Large amplitude bidirectional anisotropy of cosmic-ray intensity observed in November, 2021

K. Munakata (1), M. Kozai (2), C. Kato (1), Y. Hayashi (1), R. Kataoka (3), A. Kadokura (2,3,4), M. Tokumaru (5), R. R. S. Mendonça (6), E. Echer (6), A. Dal Lago (6), M. Rockenbach (6), N. J. Schuch (7), J. V. Bageston (7), C. R. Braga (8), H. K. Al Jassar (9), M. M. Sharma (9), M. L. Duldig (10), J. E. Humble (10), I. Sabbah (11), P. Evenson (12), P.-S. Mangeard (12), T. Kuwabara (12), D. Ruffolo (13), A. Sáiz (13), W. Mitthumsiri (13), W. Nuntiyakul (14), and J. Kóta (15)

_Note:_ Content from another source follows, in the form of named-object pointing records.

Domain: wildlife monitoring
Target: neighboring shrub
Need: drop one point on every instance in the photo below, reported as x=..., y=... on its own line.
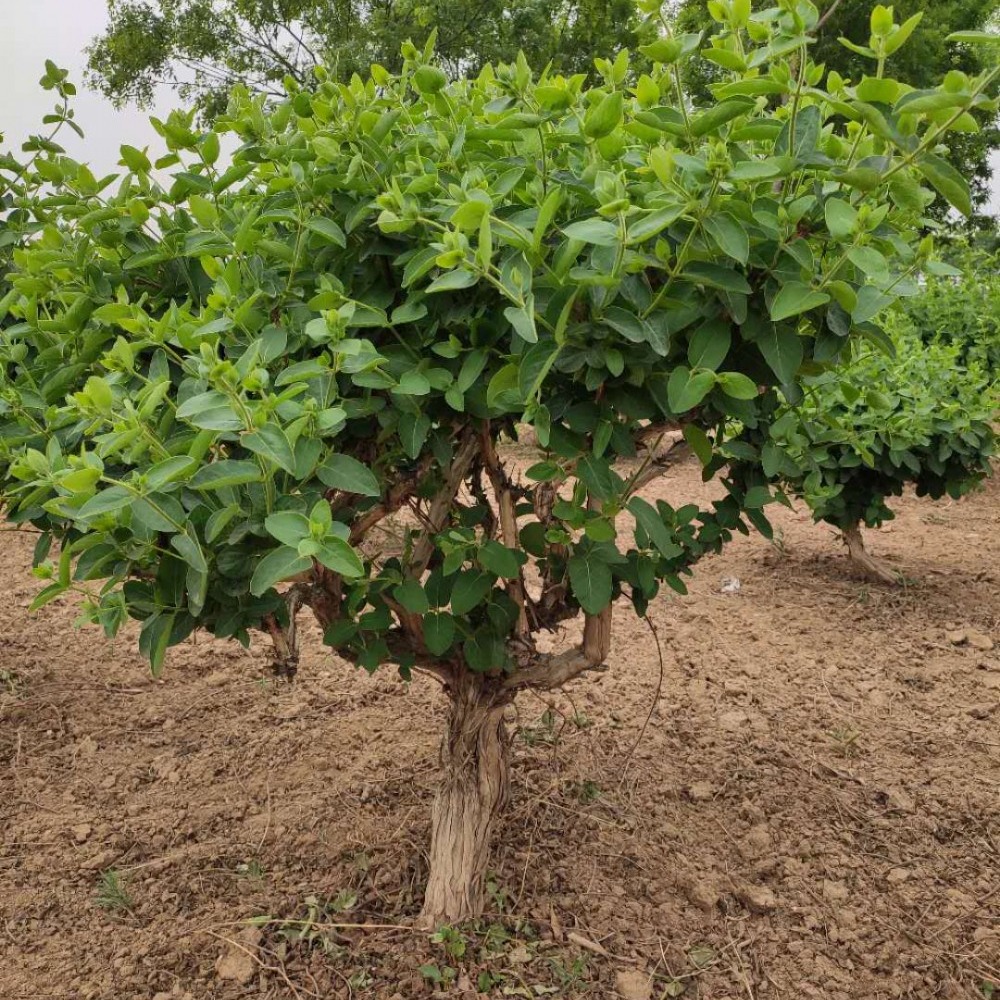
x=962, y=307
x=917, y=418
x=216, y=395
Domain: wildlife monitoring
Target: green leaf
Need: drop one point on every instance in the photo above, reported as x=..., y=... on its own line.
x=439, y=632
x=716, y=117
x=729, y=236
x=699, y=443
x=328, y=229
x=686, y=389
x=947, y=181
x=650, y=224
x=341, y=472
x=225, y=473
x=709, y=345
x=413, y=431
x=503, y=390
x=272, y=443
x=841, y=218
x=470, y=590
x=281, y=564
x=591, y=582
x=501, y=561
x=974, y=37
x=45, y=596
x=169, y=471
x=106, y=502
x=210, y=411
x=522, y=318
x=189, y=548
x=596, y=231
x=288, y=527
x=738, y=385
x=412, y=596
x=453, y=281
x=648, y=518
x=604, y=117
x=337, y=555
x=717, y=276
x=795, y=298
x=783, y=352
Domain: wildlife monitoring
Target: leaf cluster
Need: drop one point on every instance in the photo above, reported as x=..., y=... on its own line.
x=919, y=417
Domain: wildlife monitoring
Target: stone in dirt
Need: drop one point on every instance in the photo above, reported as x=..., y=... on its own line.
x=757, y=898
x=237, y=962
x=701, y=791
x=979, y=640
x=632, y=984
x=834, y=891
x=702, y=894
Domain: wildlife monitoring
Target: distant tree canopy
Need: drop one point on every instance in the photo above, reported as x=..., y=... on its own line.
x=203, y=47
x=926, y=59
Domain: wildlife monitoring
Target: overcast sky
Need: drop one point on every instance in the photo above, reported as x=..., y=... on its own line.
x=36, y=30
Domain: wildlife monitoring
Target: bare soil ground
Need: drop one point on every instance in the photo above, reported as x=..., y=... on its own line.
x=813, y=809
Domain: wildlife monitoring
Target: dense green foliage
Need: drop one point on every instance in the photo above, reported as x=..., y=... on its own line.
x=224, y=384
x=921, y=63
x=916, y=418
x=284, y=381
x=206, y=46
x=963, y=308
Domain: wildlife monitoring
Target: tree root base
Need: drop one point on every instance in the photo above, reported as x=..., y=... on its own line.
x=871, y=566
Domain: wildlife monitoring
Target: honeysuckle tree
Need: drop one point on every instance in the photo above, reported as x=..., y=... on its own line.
x=286, y=384
x=917, y=418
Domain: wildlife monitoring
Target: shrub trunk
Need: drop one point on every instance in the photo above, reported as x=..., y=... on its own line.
x=872, y=567
x=472, y=793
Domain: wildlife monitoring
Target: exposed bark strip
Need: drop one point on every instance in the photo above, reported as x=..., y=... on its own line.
x=865, y=561
x=442, y=504
x=508, y=521
x=472, y=793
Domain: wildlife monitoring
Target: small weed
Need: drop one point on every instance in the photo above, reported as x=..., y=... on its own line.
x=452, y=941
x=778, y=541
x=499, y=895
x=439, y=976
x=112, y=893
x=361, y=980
x=311, y=930
x=569, y=977
x=10, y=682
x=542, y=733
x=251, y=869
x=585, y=792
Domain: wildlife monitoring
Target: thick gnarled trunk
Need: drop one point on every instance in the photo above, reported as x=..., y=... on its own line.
x=471, y=796
x=872, y=567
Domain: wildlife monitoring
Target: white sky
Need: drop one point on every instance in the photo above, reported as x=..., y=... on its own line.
x=35, y=30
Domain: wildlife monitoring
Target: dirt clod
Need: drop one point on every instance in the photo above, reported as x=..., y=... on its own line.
x=757, y=898
x=238, y=960
x=632, y=984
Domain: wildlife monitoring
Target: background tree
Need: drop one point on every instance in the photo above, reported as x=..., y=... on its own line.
x=925, y=60
x=205, y=46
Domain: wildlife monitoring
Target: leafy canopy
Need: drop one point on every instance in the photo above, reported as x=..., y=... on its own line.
x=206, y=46
x=843, y=43
x=915, y=418
x=283, y=382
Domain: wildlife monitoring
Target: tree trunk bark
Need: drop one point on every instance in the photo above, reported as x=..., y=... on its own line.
x=872, y=567
x=472, y=793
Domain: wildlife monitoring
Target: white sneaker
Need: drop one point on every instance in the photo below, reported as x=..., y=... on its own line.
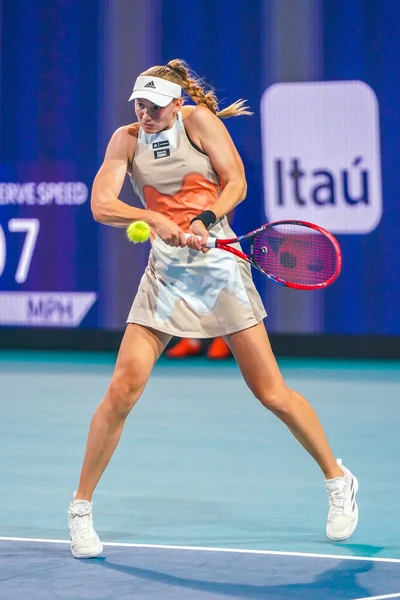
x=343, y=509
x=85, y=542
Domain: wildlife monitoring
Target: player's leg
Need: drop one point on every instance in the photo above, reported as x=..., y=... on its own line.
x=256, y=360
x=140, y=349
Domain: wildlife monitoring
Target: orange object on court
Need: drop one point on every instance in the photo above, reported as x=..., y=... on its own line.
x=185, y=347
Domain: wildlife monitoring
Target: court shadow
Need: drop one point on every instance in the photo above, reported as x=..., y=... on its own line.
x=337, y=582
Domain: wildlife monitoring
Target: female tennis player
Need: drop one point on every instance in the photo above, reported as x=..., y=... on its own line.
x=188, y=174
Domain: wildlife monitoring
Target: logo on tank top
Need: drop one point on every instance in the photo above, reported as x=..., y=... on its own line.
x=162, y=144
x=162, y=153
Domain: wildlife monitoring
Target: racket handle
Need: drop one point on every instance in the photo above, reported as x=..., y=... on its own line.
x=210, y=243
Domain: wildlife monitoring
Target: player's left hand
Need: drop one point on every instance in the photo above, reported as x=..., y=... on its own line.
x=200, y=235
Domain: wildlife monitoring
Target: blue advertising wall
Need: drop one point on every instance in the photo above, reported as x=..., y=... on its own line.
x=51, y=112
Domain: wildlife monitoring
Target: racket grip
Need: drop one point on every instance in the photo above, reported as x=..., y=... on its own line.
x=210, y=243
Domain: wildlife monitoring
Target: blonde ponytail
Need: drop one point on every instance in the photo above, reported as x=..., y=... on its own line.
x=179, y=72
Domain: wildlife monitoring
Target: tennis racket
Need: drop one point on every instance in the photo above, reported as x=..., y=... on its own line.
x=296, y=254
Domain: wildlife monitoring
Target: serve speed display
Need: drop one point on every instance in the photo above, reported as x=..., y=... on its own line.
x=48, y=274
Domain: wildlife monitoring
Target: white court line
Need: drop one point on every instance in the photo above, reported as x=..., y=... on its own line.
x=206, y=549
x=381, y=597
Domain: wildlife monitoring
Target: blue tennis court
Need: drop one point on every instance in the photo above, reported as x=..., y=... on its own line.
x=208, y=495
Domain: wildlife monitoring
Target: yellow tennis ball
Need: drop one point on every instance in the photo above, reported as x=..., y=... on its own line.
x=138, y=231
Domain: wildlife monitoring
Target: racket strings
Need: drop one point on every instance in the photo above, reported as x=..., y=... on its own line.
x=295, y=253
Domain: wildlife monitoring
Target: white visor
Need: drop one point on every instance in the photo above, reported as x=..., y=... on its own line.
x=157, y=90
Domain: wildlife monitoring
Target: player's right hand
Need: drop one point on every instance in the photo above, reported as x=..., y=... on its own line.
x=169, y=231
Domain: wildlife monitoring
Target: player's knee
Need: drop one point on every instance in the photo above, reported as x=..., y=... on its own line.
x=277, y=400
x=125, y=388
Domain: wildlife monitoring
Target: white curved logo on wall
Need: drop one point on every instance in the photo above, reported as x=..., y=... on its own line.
x=321, y=154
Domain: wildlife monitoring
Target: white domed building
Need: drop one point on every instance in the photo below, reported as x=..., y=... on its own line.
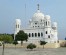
x=39, y=28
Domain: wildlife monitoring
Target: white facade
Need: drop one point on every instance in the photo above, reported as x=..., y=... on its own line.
x=39, y=28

(1) Department of Physics, Shinshu University, Matsumoto, Nagano 390-8621, Japan
(2) Polar Environment Data Science Center, Joint Support-Center for Data Science Research, Research Organization of Information and Systems, Tachikawa, Tokyo 190-0014, Japan
(3) National Institute of Polar Research, Tachikawa, Tokyo 190-8518, Japan
(4) Department of Polar Science, School of Multidisciplinary Sciences,The Graduate University for Advanced Studies, SOKENDAI, Tachikawa, Tokyo 190-8518, Japan
(5) Institute for Space-Earth Environmental Research, Nagoya University, Nagoya, Aichi 464-8601, Japan
(6) National Institute for Space Research (INPE), 12227-010 São José dos Campos, Brazil
(7) Southern Space Coordination, National Institute for Space Research, P.O. Box 5021 - 97110-970 - Santa Maria, RS - Brazil
(8) George Mason University, 4400 University Drive, Fairfax, Virginia 22030, USA
(9) Physics Department, Kuwait University, P.O. Box 5969 Safat, 13060, Kuwait
(10) School of Natural Sciences, University of Tasmania, Hobart, Tasmania 7001, Australia
(11) Department of Natural Sciences, College of Health Sciences, Public Authority of Applied Education and Training, Kuwait City 72853, Kuwait
(12) Bartol Research Institute and Department of Physics and Astronomy, University of Delaware, 217 Sharp Laboratory, Newark, DE 19716, USA
(13) Department of Physics, Faculty of Science, Mahidol University, Bangkok 10400, Thailand
(14) Department of Physics and Materials Science, Faculty of Science, Chiang Mai University, Chiang Mai 50200, Thailand
(15) Lunar and Planetary Laboratory, University of Arizona, Tucson, AZ 85721, USA

We analyze the cosmic-ray variations during a significant Forbush decrease observed with world-wide networks of ground-based neutron monitors and muon detectors during November 3-5, 2021. Utilizing the difference between primary cosmic-ray rigidities monitored by neutron monitors and muon detectors, we deduce the rigidity spectra of the cosmic-ray density (or omnidirectional intensity) and the first- and second-order anisotropies separately, for each hour of data. A clear two-step decrease is seen in the cosmic-ray density with the first ~2 % decrease after the interplanetary shock arrival followed by the second ~5 % decrease inside the magnetic flux rope (MFR) at 15 GV. Most strikingly, a large bidirectional streaming along the magnetic field is observed in the MFR with a peak amplitude of ~5 % at 15 GV which is comparable to the total density decrease inside the MFR. The bidirectional streaming could be explained by adiabatic deceleration and/or focusing in the expanding MFR, which have stronger effects for pitch angles near 90 degree, or by selective entry of GCRs along a leg of the MFR. The peak anisotropy and density depression in the flux rope both decrease with increasing rigidity. The spectra vary dynamically indicating that the temporal variations of density and anisotropy appear different in neutron monitor and muon detector data.